Pub Date: Jan. 6th, 2015
ISBN: 978-0-345-53407-1
Publisher: Del Rey/Ballantine

World Fantasy Award finalist Lord (The Best of All Possible Worlds, 2013, etc.) offers a complex coming-of-age story about negotiating competing loyalties. 

Although this is presented as a stand-alone novel, it really isn’t one; readers unfamiliar with Lord’s previous work may have a hard time following its many threads. The action takes place in a galactic system of four planets and their colonies. People from each planet specialize in a particular aspect of humanity: For those from Sadira, it’s the mind; from Ntshune, the heart; from Zhinu, the body; and from Terra, the spirit.
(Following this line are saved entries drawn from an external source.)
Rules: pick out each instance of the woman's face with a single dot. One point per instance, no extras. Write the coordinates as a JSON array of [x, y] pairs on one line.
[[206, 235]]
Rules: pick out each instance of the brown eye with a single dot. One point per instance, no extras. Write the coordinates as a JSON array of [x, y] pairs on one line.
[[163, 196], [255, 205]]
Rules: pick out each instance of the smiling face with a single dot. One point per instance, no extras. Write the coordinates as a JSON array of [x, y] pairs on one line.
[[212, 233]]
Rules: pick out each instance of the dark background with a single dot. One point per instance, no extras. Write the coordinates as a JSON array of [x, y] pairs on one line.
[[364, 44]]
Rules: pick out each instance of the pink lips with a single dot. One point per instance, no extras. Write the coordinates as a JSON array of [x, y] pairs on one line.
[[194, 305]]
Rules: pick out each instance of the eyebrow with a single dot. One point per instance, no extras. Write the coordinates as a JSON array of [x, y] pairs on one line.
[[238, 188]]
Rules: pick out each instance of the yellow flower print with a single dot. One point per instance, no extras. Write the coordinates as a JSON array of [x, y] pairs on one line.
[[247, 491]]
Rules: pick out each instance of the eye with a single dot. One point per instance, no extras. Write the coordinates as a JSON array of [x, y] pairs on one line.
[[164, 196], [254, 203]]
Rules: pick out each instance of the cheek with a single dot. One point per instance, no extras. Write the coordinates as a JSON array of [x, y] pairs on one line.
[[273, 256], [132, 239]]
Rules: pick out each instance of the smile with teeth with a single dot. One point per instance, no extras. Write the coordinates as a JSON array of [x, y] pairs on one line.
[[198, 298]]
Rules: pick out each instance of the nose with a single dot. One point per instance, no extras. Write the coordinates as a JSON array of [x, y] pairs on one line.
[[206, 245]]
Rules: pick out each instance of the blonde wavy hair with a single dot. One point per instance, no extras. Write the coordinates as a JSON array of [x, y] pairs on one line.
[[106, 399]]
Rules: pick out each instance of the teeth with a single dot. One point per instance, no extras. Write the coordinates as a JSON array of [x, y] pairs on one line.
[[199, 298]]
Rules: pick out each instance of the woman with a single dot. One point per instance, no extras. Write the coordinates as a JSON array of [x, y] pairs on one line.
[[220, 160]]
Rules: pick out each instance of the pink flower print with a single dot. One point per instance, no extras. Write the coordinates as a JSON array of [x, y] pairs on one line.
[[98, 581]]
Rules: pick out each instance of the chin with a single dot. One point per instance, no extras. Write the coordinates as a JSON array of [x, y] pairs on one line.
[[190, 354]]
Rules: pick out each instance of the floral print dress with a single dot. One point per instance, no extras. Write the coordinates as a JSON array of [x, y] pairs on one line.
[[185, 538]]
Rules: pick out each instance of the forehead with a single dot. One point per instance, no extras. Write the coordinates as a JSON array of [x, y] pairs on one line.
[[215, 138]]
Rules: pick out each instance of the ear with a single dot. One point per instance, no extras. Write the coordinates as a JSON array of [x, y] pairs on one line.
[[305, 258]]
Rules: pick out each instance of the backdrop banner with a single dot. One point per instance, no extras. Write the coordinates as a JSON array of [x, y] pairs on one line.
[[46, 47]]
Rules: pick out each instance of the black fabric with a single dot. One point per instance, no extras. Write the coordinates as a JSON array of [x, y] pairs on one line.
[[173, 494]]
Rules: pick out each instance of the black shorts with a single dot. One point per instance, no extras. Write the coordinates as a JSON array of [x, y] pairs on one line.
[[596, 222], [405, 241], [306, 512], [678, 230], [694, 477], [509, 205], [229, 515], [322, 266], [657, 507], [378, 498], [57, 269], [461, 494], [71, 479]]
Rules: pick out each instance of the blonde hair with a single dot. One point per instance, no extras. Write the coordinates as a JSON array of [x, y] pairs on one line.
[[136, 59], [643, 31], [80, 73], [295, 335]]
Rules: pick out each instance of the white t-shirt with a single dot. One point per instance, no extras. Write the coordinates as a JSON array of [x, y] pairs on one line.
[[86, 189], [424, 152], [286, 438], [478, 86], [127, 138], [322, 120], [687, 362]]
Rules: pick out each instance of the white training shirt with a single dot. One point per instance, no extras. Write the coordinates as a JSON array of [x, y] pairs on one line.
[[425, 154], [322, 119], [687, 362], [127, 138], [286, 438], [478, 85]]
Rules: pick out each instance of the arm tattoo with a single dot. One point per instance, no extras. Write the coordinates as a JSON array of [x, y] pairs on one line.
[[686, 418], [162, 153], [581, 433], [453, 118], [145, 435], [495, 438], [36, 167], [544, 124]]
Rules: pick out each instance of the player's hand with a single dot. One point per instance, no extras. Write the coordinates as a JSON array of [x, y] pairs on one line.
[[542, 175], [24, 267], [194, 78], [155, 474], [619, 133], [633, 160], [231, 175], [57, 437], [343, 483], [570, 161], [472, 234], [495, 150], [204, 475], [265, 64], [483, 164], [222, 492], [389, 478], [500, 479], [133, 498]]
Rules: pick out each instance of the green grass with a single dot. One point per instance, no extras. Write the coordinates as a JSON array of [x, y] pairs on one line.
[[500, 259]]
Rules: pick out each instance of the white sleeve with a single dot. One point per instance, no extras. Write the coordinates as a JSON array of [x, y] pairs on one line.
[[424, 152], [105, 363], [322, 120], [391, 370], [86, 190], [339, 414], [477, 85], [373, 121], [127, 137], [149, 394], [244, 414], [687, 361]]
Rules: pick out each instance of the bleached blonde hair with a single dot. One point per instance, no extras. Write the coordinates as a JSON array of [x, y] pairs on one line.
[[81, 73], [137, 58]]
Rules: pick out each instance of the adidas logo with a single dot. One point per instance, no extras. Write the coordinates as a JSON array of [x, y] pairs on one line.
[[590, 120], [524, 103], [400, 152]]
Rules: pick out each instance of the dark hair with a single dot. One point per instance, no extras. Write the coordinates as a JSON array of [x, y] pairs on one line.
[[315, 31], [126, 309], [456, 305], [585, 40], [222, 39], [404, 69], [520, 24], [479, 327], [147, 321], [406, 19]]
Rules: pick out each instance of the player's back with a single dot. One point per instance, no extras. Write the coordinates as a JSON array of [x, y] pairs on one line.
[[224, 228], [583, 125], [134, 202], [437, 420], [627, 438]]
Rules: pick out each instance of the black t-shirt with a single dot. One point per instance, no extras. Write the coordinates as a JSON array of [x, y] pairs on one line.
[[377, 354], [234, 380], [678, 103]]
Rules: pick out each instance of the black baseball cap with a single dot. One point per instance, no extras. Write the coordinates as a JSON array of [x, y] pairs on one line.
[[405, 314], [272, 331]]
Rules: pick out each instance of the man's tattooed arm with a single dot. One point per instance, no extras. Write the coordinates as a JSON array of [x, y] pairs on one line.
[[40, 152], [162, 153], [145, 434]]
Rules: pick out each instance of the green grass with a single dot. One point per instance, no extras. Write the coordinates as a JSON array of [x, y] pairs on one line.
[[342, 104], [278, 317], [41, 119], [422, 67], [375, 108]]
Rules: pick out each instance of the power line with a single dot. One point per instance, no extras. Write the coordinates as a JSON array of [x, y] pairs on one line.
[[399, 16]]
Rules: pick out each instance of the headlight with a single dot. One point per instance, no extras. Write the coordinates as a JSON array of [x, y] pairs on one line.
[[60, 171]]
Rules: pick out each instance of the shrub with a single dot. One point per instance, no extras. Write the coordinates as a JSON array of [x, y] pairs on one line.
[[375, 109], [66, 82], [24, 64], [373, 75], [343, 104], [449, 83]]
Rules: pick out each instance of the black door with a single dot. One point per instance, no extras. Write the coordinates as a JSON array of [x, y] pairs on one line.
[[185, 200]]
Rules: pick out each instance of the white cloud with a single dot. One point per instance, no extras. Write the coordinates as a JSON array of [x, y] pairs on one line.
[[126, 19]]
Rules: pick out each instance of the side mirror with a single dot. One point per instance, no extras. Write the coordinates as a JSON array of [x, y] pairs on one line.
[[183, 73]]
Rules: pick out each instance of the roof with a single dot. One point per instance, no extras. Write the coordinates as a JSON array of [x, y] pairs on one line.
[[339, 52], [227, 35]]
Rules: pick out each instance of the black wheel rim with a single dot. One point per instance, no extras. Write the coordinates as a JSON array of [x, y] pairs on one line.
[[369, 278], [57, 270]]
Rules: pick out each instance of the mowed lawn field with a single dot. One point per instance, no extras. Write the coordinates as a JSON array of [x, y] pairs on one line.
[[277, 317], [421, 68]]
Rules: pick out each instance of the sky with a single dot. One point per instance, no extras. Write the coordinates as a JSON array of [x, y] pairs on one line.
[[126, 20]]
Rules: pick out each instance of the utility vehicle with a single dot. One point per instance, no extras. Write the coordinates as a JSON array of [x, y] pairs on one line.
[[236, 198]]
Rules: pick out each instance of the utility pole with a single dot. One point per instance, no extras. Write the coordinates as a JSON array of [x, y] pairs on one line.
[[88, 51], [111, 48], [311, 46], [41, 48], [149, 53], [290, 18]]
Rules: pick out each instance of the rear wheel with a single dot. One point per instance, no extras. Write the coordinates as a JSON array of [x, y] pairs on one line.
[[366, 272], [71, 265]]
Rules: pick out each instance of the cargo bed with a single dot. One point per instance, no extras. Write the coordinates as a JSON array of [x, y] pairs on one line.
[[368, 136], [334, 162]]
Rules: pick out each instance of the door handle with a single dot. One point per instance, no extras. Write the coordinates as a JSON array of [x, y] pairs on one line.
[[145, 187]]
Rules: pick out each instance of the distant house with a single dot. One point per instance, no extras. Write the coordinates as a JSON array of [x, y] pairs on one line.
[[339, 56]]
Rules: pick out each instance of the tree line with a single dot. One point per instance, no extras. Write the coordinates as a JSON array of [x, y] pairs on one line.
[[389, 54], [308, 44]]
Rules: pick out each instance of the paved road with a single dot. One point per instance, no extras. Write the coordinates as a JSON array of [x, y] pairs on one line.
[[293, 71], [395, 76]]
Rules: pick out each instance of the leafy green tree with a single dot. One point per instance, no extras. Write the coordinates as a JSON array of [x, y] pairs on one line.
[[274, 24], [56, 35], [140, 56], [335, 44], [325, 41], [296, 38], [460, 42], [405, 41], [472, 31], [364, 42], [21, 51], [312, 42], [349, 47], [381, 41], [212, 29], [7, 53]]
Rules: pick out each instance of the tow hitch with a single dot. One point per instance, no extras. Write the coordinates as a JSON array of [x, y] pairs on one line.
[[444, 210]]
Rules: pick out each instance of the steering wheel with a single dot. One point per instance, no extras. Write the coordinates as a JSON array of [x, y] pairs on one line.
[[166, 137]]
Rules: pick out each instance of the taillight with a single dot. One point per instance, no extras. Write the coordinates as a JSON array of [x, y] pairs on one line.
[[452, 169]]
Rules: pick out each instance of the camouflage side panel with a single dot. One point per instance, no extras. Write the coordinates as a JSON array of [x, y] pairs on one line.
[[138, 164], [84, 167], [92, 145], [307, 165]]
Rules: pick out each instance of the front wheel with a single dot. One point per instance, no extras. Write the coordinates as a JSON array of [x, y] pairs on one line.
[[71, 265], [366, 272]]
Rafi Abowen Delarua, of Terran descent, is a student at the Lyceum, a sort of reform school established “to bring together all the rogue and random psi-gifted of Cygnus Beta and teach them ethics, restraint, and community.” Threatened with being “capped”—made to wear a mind-control device—he escapes to Punartam, one of the colonies, where he joins a team of Wallrunners. Wallrunning, this galaxy’s answer to football or Quidditch, plays an intricate and mysterious role in the galaxy’s complicated social, political and perhaps military arrangements. It may also be somehow related to the ability of those with psi gifts to operate the mysterious Sediri mindships, powerful living spacecraft reminiscent of whales. Rafi is allied with a powerful family on his home planet, but on Punartam, he finds himself drawn in many directions and must learn where his loyalties lie.

Lord is at her best describing vividly alien bioformed landscapes and exploring subtle differences among uneasily allied cultures. But this novel, with its tentacled narrative structure and many references to previous events, is not the best entry to her world.